Abre a janela, o ar precisa entrar, pânico. Por que o ar não entra? Meu coração vai parar. Parar. Por que não pára? Não pára. Não está parando. Corre até o interruptor, acende as luzes. Vai enlouquecer, enlouquecer, o medo. Como parar o medo? Não funciona daquele jeito, não vai funcionar, não vai. Precisa funcionar, não faz sentido, mas...
Corre até a cozinha. Abre o armário de remédios, remédios, eles vão ajudar, vão ajudar, eles sempre ajudam, na hora, sempre...
As tarjas pretas a assustam, mas são necessárias.
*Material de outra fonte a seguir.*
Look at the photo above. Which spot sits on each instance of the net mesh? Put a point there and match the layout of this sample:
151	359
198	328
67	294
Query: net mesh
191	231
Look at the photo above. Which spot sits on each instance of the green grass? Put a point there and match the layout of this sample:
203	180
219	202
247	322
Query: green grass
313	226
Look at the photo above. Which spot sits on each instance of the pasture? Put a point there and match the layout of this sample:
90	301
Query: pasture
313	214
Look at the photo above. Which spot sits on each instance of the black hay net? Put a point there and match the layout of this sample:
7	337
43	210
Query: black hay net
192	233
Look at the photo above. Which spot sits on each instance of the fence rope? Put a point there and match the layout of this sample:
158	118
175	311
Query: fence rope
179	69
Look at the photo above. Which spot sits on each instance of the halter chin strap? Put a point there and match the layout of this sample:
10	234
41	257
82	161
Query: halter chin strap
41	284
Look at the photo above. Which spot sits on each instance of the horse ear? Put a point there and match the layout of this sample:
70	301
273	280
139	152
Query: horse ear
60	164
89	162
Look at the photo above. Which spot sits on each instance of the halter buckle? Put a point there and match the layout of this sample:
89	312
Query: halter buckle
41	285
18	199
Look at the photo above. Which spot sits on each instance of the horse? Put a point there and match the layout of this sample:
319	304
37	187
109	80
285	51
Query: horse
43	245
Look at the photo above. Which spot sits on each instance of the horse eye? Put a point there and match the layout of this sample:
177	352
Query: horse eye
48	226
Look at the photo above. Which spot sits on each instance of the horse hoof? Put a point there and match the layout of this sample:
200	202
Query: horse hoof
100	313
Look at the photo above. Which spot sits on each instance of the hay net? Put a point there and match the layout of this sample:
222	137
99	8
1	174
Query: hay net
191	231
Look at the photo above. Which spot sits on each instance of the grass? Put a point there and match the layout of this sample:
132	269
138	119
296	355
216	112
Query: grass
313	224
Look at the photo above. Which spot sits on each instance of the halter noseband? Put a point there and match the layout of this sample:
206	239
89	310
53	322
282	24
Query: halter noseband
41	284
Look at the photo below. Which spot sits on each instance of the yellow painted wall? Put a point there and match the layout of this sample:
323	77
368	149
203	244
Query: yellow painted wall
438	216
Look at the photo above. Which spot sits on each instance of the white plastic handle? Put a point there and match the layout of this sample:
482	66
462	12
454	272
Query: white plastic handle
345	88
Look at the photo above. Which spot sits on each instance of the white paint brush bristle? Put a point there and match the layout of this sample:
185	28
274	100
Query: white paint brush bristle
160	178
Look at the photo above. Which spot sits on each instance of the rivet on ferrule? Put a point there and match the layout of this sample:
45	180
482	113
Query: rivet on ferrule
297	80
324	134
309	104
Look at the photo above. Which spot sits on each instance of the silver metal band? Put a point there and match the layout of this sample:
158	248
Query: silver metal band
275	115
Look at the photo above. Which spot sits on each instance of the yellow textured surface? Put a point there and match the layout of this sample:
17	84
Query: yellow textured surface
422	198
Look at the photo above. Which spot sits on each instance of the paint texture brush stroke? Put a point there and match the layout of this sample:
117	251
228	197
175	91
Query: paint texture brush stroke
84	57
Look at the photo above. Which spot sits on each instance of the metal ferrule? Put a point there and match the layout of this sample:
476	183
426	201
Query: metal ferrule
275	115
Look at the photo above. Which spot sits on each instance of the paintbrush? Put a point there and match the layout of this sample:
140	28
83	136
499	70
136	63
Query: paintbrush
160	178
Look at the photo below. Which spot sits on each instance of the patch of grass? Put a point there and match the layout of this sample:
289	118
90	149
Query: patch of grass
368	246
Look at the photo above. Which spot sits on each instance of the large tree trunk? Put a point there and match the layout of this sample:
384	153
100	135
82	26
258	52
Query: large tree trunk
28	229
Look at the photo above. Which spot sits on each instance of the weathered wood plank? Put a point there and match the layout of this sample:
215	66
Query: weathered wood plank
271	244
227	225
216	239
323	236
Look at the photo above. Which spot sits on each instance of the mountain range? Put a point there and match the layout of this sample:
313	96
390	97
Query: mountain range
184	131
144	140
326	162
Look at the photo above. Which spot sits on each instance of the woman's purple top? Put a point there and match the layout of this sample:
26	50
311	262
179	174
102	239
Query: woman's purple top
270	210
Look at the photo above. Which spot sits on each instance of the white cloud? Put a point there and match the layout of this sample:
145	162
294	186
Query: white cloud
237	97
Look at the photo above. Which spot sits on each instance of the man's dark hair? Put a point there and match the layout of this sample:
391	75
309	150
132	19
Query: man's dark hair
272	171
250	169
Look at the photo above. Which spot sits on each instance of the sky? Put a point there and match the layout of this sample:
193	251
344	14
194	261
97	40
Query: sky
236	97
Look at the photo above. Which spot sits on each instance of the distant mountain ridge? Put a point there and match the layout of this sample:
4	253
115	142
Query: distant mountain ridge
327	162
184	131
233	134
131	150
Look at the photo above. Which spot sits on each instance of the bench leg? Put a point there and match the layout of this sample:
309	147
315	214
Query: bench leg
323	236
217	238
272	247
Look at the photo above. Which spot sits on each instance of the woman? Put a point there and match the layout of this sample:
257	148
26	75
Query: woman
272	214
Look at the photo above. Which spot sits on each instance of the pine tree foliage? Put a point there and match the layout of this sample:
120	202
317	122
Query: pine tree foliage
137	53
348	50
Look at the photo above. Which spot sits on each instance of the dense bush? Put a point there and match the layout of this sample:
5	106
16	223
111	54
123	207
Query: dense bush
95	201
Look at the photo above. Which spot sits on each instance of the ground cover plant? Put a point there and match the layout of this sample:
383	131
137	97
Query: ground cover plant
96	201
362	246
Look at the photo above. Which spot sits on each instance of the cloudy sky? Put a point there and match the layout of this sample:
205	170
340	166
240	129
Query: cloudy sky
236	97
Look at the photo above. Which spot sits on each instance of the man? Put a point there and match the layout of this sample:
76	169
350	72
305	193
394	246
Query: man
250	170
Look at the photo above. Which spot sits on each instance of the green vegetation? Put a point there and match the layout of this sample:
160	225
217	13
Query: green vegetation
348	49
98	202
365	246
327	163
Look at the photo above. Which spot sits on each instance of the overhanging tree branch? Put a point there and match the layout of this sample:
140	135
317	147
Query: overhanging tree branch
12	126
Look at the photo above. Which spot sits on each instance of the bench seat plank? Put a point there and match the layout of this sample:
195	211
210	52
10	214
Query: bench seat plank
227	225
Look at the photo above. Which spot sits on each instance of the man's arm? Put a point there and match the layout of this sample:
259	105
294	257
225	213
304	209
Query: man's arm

Dezenas delas, no armário, contrastando com toda a cozinha branca. Nada de preto era bom, preto não era bom nunca vai ser, nunca. Tudo branco, tudo claro, nada de escuro, nunca. Desesperada, pegou o primeiro copo que viu, encheu com uisque, os comprimidos sorriam pra ela, ela sorria pra eles, melancolicamente feliz. Coloca-os na boca. Bebe. Lennon berrava para Yoko na sala, ela ouvia, mas não ouvia? Como? Era um pesadelo. Não era.